Ross Clark Ross Clark

The trouble with the Tories’ ‘Family Home Tax Guarantee’

Chancellor Jeremy Hunt (Getty)

There is a very big problem with Jeremy Hunt’s Family Home Tax Guarantee, though which he promises a Conservative government would not increase the number of council tax bands, carry out a council tax revaluation, cut council tax discounts, impose capital gains tax on sales of main homes or increase the level of stamp duty. It reminds voters of all the times that the Conservatives have jacked up property taxes in the past 14 years.

No-one paid more than 4 per cent on any sale. George Osborne soon changed that

When David Cameron become Prime Minister in 2010, stamp duty was levied at 1 per cent on homes sold for between £125,000 and £250,000, 3 per cent on homes sold for between £250,000 and £500,000 and 4 per cent on homes sold for over £500,000. No-one paid more than 4 per cent on any sale. George Osborne soon changed that. In 2011, he introduced a 5 per cent rate on homes sold for over £1 million. The following year he was back again, imposing 7 per cent stamp duty on sales above £2 million. In 2014, he reformed stamp duty so that it was no longer imposed as a single rate on the entirety of a property’s value but, like income tax, was imposed in bands. While the stamp duty bill for some buyers at the bottom end of the market was reduced, those at the top found themselves paying a whacking 12 per cent marginal rate on any value above £1.5 million. From 2016, investment properties and second homes were hit with an extra 3 per cent rate of stamp duty.

From this April, councils have been granted the right to charge a 100 per cent council tax premium on second homes and properties which have been empty for more than a year.
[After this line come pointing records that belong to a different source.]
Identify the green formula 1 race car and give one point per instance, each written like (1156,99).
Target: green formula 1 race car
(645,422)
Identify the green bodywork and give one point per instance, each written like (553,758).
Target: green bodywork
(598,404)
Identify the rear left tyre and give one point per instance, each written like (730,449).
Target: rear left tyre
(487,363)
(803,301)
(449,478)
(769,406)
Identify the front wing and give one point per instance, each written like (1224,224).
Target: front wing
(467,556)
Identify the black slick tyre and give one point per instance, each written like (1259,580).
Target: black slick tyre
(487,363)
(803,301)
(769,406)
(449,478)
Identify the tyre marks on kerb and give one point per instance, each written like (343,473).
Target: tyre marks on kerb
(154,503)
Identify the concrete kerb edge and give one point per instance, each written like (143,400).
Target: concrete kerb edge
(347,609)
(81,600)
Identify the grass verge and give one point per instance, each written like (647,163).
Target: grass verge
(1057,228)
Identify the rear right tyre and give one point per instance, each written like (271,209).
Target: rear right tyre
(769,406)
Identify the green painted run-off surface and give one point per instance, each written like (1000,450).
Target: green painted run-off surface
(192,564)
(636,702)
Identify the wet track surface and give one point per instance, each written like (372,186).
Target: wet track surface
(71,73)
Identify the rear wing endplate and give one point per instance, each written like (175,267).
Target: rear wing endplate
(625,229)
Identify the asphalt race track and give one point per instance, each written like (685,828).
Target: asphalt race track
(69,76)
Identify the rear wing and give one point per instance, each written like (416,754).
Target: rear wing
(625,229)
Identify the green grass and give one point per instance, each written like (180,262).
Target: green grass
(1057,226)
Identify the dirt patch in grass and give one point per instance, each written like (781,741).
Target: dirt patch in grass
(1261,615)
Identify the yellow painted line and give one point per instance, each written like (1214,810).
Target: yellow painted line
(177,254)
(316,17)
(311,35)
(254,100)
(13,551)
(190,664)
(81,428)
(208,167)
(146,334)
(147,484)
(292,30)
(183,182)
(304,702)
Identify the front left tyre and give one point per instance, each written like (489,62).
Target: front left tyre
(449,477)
Homes which are uninhabitable while they are undergoing renovation are supposed to be exempt, though as some buyers have found they have nevertheless been hit with huge bills after buying derelict properties. The surcharge is in danger of producing the perverse outcome that more homes will remain empty – if developers wanting to do them up and sell them on are hit with large tax rises they are less likely to buy these homes in the first place.

While it is nice to know that the Chancellor is prepared to commit himself to ruling out any further rises in property taxes, his challenge to Labour to match his Family Home Tax Guarantee does raise an import issue: is it really wise for political parties to try to tie themselves down by ruling out tax rises when they have no idea of what fiscal conditions will be in a couple of years’ time? The pandemic and the 2008/09 financial crisis dramatically changed the public finances in ways which could not have been foreseen at the preceding elections. The last thing that a government needs in such circumstances is to be thwarted by manifesto promises.

Moreover, would it really be such a bad thing if, say, the next government introduced extra council tax bands? At the moment, we have the absurd situation where the owner of a 12 bedroom mansion in Central London can pay less council tax than the owner of a flat in Blackpool (this year a band H property in Westminster will be liable for a bill of £1946, less than the £2024 due on a band C property in Blackpool). If a Starmer government were to reform the council tax system so that bills are more proportional to a property’s value, many people would consider that a good idea.   

Neither would it be unfair if the burden of taxation were to fall a little more heavily on existing homeowners through council tax and a lot less heavily on homebuyers through stamp duty. The latter is a tax on mobility which is helping to discourage people from moving around the country to look for better work – something you might think the government ought to be encouraging. The present government has been guilty of greatly increasing the tax burden on homebuyers. But by now trying to freeze the system of property taxes as it is, Hunt is attempting to rule out what could be sensible reforms.